Women are advised not to do this if they are pregnant or menstruating, as at these times, they are more sensitive to energetic changes. It’s believed that these ‘energetic changes’ are too disturbing to a woman who is, at that time, extremely sensitive and susceptible to stimuli of many natures.

Having suffered varying levels and styles of PMT since having my children I have often pondered the cause of this black cloud with many faces. What intrigues me most is the sometimes subtle and sometimes overt variance in PMT symptoms and their severity from one month to another. Indeed, what qualifies as PMT, while identifying broadly with a range of symptoms and emotional states is often an intensely individualized experience each month.

If we accept that we are the building and that our interactions with others lead to absorption of different energies or produce different emotional states and responses - short term and long term interactions may trigger short term emotional states or continue feed an underlying long term emotional state.

My personal experience during a recent time of PMT, was a heaviness in my feet and abdomen. My emotional state was extreme sensitivity to all the feelings passing through me. Negative and Positive. I cried because I love people, I cried for feelings of deep restriction in my life and at chaos created in my life by others. As I sit writing now the same issues are in my life however I do not feel them as intensely.
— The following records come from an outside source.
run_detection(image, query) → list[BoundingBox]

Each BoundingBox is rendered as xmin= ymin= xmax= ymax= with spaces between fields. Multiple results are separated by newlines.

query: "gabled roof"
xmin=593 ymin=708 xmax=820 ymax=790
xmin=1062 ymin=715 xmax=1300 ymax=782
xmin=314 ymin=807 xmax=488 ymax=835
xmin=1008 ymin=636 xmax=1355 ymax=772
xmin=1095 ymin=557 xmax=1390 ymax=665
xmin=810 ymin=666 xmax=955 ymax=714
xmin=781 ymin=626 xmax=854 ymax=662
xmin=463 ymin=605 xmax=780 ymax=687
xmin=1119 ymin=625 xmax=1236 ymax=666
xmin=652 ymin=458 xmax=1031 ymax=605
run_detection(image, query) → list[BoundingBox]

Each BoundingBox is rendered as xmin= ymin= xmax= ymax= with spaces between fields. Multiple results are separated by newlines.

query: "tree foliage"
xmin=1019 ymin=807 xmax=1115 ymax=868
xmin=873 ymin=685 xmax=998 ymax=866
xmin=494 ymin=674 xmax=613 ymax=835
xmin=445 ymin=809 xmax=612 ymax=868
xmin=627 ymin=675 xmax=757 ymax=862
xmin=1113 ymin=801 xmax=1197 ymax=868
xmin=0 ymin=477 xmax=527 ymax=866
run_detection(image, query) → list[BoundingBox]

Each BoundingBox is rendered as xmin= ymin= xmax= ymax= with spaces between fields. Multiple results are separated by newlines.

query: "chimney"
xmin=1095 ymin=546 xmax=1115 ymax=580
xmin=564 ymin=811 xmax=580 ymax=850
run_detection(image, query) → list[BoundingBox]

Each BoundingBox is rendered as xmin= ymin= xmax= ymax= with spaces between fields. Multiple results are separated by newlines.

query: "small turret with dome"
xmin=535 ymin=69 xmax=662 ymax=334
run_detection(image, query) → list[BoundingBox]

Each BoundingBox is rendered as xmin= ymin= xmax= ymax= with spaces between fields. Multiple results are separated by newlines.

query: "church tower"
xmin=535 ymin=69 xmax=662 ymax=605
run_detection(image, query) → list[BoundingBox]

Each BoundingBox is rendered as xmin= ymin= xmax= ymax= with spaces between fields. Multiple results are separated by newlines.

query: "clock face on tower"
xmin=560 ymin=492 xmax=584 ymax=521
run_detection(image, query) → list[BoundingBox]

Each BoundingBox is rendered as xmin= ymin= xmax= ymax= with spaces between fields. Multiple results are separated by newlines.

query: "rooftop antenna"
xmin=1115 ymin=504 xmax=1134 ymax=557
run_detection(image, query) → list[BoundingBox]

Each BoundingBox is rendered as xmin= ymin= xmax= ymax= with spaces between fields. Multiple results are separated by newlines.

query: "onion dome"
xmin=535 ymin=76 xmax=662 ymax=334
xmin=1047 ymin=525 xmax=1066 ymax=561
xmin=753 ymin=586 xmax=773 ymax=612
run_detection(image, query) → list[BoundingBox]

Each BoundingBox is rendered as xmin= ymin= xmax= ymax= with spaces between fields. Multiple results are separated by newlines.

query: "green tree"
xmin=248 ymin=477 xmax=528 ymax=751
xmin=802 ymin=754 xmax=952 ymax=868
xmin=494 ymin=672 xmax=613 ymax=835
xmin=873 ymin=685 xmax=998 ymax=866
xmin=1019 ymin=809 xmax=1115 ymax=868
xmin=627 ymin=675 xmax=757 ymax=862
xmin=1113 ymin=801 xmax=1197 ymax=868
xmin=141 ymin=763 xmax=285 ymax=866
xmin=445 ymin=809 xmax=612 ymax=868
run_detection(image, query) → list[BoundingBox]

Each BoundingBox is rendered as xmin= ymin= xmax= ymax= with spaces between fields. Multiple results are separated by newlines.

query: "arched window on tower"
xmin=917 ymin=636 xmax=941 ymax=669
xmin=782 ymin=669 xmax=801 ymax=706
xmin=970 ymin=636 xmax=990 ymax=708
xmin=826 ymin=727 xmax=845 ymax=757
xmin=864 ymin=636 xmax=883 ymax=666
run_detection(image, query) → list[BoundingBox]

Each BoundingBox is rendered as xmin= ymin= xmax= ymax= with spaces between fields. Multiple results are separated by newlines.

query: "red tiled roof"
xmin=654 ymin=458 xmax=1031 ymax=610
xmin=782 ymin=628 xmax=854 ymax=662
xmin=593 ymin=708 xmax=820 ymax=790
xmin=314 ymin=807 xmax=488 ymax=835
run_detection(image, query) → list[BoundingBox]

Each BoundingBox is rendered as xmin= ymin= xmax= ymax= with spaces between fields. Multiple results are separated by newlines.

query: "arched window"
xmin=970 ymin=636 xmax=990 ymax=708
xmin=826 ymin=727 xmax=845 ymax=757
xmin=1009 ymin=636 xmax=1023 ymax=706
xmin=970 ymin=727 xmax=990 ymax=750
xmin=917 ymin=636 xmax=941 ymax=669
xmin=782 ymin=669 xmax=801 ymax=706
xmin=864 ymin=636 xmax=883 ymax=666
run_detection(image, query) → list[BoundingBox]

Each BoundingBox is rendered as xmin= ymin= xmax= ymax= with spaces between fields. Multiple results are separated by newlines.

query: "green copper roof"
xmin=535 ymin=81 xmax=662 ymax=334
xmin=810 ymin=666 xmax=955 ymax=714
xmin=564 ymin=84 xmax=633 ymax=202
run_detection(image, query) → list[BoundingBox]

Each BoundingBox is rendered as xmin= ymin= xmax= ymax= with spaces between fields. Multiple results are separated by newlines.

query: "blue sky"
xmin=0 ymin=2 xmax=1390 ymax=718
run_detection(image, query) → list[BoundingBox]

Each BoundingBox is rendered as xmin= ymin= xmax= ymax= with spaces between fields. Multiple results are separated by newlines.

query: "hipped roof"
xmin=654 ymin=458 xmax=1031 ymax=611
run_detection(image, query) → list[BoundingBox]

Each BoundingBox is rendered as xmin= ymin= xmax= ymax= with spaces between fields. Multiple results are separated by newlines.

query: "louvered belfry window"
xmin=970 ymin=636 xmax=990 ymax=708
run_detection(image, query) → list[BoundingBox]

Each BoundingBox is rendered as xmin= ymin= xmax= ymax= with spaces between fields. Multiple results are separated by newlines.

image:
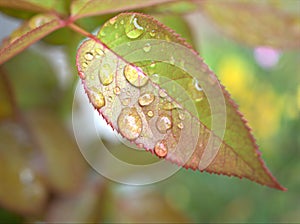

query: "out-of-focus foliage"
xmin=0 ymin=0 xmax=300 ymax=223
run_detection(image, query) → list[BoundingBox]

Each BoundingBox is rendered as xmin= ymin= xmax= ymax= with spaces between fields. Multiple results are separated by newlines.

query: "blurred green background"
xmin=0 ymin=1 xmax=300 ymax=223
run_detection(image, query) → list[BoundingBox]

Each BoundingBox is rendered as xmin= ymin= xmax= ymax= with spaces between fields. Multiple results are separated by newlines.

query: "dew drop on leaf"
xmin=177 ymin=122 xmax=183 ymax=129
xmin=143 ymin=43 xmax=151 ymax=53
xmin=154 ymin=141 xmax=168 ymax=158
xmin=88 ymin=88 xmax=105 ymax=109
xmin=139 ymin=93 xmax=154 ymax=106
xmin=158 ymin=89 xmax=167 ymax=98
xmin=95 ymin=48 xmax=105 ymax=58
xmin=150 ymin=30 xmax=156 ymax=37
xmin=147 ymin=110 xmax=154 ymax=117
xmin=118 ymin=107 xmax=142 ymax=140
xmin=125 ymin=15 xmax=144 ymax=39
xmin=124 ymin=64 xmax=148 ymax=87
xmin=114 ymin=86 xmax=121 ymax=95
xmin=121 ymin=98 xmax=130 ymax=106
xmin=156 ymin=116 xmax=172 ymax=133
xmin=99 ymin=64 xmax=114 ymax=86
xmin=84 ymin=52 xmax=94 ymax=61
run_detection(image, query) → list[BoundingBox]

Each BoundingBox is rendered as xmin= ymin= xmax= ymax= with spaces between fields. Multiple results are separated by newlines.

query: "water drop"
xmin=154 ymin=140 xmax=168 ymax=158
xmin=156 ymin=116 xmax=172 ymax=133
xmin=163 ymin=102 xmax=176 ymax=110
xmin=98 ymin=64 xmax=114 ymax=86
xmin=158 ymin=89 xmax=167 ymax=98
xmin=81 ymin=62 xmax=88 ymax=68
xmin=88 ymin=89 xmax=105 ymax=109
xmin=114 ymin=86 xmax=121 ymax=95
xmin=121 ymin=98 xmax=130 ymax=106
xmin=151 ymin=74 xmax=159 ymax=83
xmin=143 ymin=43 xmax=151 ymax=53
xmin=20 ymin=168 xmax=34 ymax=184
xmin=84 ymin=52 xmax=94 ymax=61
xmin=150 ymin=61 xmax=156 ymax=68
xmin=170 ymin=56 xmax=175 ymax=65
xmin=78 ymin=71 xmax=86 ymax=80
xmin=178 ymin=111 xmax=185 ymax=120
xmin=139 ymin=93 xmax=154 ymax=106
xmin=118 ymin=107 xmax=142 ymax=140
xmin=124 ymin=64 xmax=148 ymax=87
xmin=177 ymin=122 xmax=183 ymax=129
xmin=95 ymin=48 xmax=105 ymax=58
xmin=147 ymin=110 xmax=154 ymax=117
xmin=125 ymin=15 xmax=144 ymax=39
xmin=150 ymin=30 xmax=156 ymax=37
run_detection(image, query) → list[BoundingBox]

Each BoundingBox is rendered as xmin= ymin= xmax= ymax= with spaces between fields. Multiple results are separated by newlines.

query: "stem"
xmin=67 ymin=23 xmax=97 ymax=39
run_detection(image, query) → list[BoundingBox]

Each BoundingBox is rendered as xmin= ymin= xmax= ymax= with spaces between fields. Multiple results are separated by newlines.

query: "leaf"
xmin=77 ymin=13 xmax=284 ymax=190
xmin=0 ymin=122 xmax=48 ymax=215
xmin=71 ymin=0 xmax=175 ymax=20
xmin=0 ymin=14 xmax=64 ymax=65
xmin=199 ymin=1 xmax=300 ymax=49
xmin=0 ymin=0 xmax=67 ymax=13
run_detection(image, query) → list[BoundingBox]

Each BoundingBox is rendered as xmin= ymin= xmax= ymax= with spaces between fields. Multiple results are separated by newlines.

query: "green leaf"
xmin=71 ymin=0 xmax=175 ymax=20
xmin=77 ymin=13 xmax=284 ymax=190
xmin=0 ymin=0 xmax=69 ymax=13
xmin=0 ymin=14 xmax=65 ymax=65
xmin=199 ymin=1 xmax=300 ymax=49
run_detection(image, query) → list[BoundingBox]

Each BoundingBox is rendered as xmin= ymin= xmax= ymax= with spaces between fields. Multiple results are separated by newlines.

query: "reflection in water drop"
xmin=88 ymin=89 xmax=105 ymax=109
xmin=125 ymin=15 xmax=144 ymax=39
xmin=143 ymin=43 xmax=151 ymax=53
xmin=84 ymin=52 xmax=94 ymax=61
xmin=154 ymin=140 xmax=168 ymax=158
xmin=156 ymin=116 xmax=172 ymax=133
xmin=139 ymin=93 xmax=154 ymax=106
xmin=98 ymin=64 xmax=114 ymax=86
xmin=118 ymin=107 xmax=142 ymax=140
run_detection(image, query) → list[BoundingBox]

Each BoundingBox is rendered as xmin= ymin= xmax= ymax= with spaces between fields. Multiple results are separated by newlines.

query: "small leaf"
xmin=71 ymin=0 xmax=175 ymax=20
xmin=199 ymin=1 xmax=300 ymax=49
xmin=0 ymin=14 xmax=64 ymax=65
xmin=77 ymin=13 xmax=284 ymax=190
xmin=0 ymin=0 xmax=67 ymax=13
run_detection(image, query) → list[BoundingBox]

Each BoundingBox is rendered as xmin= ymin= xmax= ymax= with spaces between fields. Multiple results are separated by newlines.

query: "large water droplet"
xmin=95 ymin=48 xmax=105 ymax=58
xmin=150 ymin=30 xmax=156 ymax=37
xmin=177 ymin=122 xmax=183 ymax=129
xmin=88 ymin=89 xmax=105 ymax=109
xmin=143 ymin=43 xmax=151 ymax=53
xmin=118 ymin=107 xmax=142 ymax=140
xmin=98 ymin=64 xmax=114 ymax=86
xmin=154 ymin=140 xmax=168 ymax=158
xmin=121 ymin=98 xmax=131 ymax=106
xmin=158 ymin=89 xmax=167 ymax=98
xmin=156 ymin=116 xmax=172 ymax=133
xmin=84 ymin=52 xmax=94 ymax=61
xmin=124 ymin=64 xmax=149 ymax=87
xmin=125 ymin=15 xmax=144 ymax=39
xmin=147 ymin=110 xmax=154 ymax=117
xmin=139 ymin=93 xmax=154 ymax=106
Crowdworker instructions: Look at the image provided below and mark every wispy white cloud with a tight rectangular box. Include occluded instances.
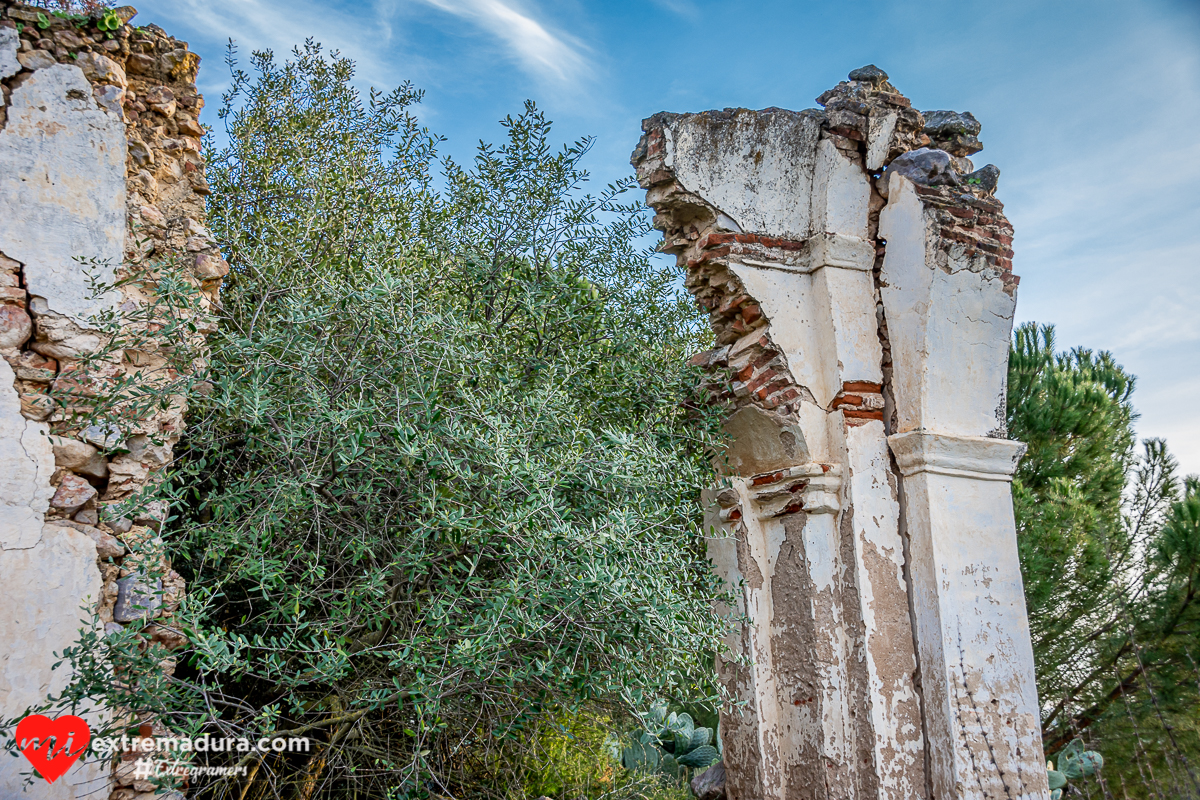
[138,0,418,94]
[422,0,592,84]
I take them just as seriously but do not feel the extreme and deep emotional state I accessed during that time.

I have often wondered whether difficult or seemingly unresolvable matters not dealt with “come to get me” at PMT time. It is as if the premenstrual and indeed menstrual experience is a canvas upon which the various physical and emotional states spanning the whole cycle are painted, ala personal history revisiting. It seems they will not be ignored or silenced.

It’s possible that different PMT states and sensitivities reflect the energetic charge or disharmony emanating from various underlying processes. In Feng Shui terms, a Qi imbalance. These may have arisen during the preceding month or chronic emotional states that we gain access to at this extremely sensitive time, but are difficult to access at other times. We may not be able to name them, however.

If, according to Feng Shui, at the time of menstruation, women are more sensitive to energetic changes, then it is possible that the few days preceding this period would be a time of increasing sensitivity to both inner and outer landscapes. This perhaps accounts for a preponderance of heaviness in my body, aches, impatience and frustration as well as a generally pessimistic outlook.

In Chinese thought, it is believed our entire environment is alive with Qi, the emanation of which, is derived from the interactions of inherent forces known as Yin and Yang.

If we transfer this to our internal landscape we see that the time of PMT is one of increasing sensitivity to the Yin/Yang imbalance or disharmony in our emotional lives.